Last month, the Americans with Disabilities Act (ADA) was amended to include people with certain medical conditions in its definition of disability, to ensure that they too are given the rights to equal opportunities.  Just after this amendment was announced, the EOC filed a lawsuit against AT&T for their refusal to hire an applicant simply because he was an insulin-dependent diabetic, despite the fact that he had years of experience and was fully qualified to do the job.  With this amendment, there will be no more discriminating against people with these types of medical conditions!

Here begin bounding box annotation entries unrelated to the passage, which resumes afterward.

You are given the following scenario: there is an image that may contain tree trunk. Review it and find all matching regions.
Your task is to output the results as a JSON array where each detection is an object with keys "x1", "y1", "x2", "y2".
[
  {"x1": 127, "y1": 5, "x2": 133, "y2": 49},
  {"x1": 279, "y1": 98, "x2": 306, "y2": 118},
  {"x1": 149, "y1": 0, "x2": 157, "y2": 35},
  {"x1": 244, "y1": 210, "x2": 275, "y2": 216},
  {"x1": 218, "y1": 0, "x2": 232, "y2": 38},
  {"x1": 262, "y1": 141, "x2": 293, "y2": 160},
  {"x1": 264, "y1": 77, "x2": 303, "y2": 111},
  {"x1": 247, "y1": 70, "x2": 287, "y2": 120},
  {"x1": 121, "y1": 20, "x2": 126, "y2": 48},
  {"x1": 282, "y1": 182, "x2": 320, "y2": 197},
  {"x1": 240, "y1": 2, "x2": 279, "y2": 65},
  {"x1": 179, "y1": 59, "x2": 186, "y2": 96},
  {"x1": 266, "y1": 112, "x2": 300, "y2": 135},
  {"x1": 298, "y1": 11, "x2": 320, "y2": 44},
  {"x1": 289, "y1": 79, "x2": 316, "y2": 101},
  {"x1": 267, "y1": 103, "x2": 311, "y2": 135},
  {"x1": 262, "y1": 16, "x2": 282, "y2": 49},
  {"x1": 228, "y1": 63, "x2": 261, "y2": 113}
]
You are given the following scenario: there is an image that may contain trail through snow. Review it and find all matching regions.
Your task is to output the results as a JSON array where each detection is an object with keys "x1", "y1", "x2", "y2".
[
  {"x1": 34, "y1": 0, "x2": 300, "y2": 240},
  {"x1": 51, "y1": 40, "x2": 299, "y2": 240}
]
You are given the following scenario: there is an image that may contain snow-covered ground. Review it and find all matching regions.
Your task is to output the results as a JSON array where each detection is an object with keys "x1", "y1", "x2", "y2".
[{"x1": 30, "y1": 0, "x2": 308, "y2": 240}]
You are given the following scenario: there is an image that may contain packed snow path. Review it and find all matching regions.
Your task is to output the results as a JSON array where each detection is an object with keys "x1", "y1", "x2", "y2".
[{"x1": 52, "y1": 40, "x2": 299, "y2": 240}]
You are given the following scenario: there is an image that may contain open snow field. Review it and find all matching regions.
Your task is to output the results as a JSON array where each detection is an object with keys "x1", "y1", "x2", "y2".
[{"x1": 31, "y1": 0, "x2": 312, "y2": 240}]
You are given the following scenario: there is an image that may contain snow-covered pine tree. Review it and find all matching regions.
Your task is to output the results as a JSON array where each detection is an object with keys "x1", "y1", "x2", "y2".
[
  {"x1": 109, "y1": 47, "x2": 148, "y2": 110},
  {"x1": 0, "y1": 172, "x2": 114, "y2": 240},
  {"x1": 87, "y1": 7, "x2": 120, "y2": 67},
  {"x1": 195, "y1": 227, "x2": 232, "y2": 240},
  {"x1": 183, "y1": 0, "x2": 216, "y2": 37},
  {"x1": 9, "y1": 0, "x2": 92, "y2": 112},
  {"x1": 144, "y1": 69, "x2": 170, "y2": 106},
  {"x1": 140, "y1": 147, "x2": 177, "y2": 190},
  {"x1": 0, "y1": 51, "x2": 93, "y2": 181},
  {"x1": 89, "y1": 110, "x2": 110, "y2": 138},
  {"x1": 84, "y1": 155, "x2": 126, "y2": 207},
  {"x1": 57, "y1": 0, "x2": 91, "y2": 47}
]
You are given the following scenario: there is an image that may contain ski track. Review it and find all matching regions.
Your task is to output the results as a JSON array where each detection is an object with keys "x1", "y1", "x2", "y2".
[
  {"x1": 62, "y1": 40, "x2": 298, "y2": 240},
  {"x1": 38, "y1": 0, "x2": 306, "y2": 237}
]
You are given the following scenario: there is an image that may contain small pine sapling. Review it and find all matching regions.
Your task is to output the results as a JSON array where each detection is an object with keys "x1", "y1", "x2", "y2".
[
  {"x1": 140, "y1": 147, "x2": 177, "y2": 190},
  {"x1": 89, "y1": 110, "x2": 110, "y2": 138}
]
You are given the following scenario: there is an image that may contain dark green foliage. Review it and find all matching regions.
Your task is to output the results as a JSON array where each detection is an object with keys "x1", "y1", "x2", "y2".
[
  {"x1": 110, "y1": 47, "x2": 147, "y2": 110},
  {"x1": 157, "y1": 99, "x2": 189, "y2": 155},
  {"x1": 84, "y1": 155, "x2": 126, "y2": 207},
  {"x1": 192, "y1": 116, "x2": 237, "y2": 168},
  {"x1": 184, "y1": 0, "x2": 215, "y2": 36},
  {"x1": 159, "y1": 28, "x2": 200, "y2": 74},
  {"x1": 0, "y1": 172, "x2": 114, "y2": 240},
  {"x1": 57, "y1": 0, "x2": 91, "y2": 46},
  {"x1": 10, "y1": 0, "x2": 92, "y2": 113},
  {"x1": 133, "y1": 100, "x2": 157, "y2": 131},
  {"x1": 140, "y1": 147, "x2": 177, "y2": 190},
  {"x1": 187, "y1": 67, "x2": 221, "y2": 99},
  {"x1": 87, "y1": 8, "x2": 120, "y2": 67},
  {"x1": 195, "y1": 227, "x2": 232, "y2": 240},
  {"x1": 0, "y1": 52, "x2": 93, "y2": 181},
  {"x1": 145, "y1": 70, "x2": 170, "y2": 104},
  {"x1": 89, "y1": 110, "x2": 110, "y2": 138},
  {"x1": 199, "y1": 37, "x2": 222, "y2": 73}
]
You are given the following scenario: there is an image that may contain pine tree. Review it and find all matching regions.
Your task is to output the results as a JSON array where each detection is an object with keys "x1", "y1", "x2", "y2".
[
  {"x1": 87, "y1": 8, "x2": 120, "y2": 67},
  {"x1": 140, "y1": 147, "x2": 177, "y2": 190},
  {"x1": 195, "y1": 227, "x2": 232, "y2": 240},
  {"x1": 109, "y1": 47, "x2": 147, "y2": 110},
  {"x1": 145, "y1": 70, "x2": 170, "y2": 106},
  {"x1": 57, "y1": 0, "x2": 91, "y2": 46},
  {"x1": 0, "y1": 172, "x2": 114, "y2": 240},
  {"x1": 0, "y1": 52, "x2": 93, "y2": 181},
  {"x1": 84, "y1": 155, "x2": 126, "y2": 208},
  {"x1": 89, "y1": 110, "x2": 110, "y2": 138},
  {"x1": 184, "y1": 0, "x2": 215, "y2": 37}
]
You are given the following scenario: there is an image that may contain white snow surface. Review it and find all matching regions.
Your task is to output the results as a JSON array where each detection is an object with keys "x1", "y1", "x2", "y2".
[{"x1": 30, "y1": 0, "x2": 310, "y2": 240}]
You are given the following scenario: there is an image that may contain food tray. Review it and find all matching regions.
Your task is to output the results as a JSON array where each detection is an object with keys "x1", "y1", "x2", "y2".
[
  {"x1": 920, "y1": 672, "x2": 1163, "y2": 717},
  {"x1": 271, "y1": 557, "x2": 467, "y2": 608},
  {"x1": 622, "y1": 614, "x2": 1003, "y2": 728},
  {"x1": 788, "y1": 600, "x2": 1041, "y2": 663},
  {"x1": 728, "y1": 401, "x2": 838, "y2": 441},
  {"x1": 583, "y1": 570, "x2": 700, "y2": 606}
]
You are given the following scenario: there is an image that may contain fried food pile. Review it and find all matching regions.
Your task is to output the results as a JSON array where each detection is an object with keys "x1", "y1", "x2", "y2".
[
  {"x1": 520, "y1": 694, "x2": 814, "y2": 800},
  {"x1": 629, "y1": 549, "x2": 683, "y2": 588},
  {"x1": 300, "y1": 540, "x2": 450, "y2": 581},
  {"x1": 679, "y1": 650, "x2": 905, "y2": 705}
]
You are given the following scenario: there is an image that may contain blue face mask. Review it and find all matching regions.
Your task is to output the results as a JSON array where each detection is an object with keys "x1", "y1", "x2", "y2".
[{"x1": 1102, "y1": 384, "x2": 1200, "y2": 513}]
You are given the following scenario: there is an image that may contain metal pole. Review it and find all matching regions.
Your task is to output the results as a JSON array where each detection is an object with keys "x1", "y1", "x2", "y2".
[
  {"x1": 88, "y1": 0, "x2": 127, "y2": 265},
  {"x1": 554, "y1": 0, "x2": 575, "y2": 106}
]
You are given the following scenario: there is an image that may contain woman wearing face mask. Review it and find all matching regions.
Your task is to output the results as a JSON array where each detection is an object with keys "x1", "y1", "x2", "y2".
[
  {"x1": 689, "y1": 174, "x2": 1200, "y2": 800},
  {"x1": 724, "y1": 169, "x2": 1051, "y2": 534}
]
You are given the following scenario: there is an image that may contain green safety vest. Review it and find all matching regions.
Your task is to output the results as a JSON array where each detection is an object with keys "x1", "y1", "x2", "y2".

All of these initiatives and promotions are so exciting for Americans with disabilities, and I have only touched on a few!  However, along with these should also come initiatives to promote greater accessibility of the World-wide Web.  Our Government is giving Americans more access than ever before to it and its practices.  With sites such as recovery.gov, disability.gov and apps.gov out there to connect us with Washington, Americans can actively participate in Government initiatives.  But many facets of these sites are not accessible to all!  Recovery.gov for example is very difficult to use and understand if you cannot see the tables, maps and graphs that are used to relate data.  While these sites have accessibility statements, some of the features discussed do not work properly.  For instance the data tables on recovery.gov do not read with row and column headers clearly defined.  There are various other accessibility issues with this site as Seth Grimes points out on his Intelligent-Enterprise blog.  One of the best quotations from his post is from Gareth Horton, senior product manager at BI Vendor Datawatch, where he says “I would say that in practice, it is likely to “just work,” but the government should do better.”  Even with their efforts for Section 508 compliance, they can make things better with fairly minor changes in some cases.  So while we’re fighting the fight for fair and equal opportunity for employment, let’s add to that an on-going fight for web accessibility, especially on such important and life-changing Government sites!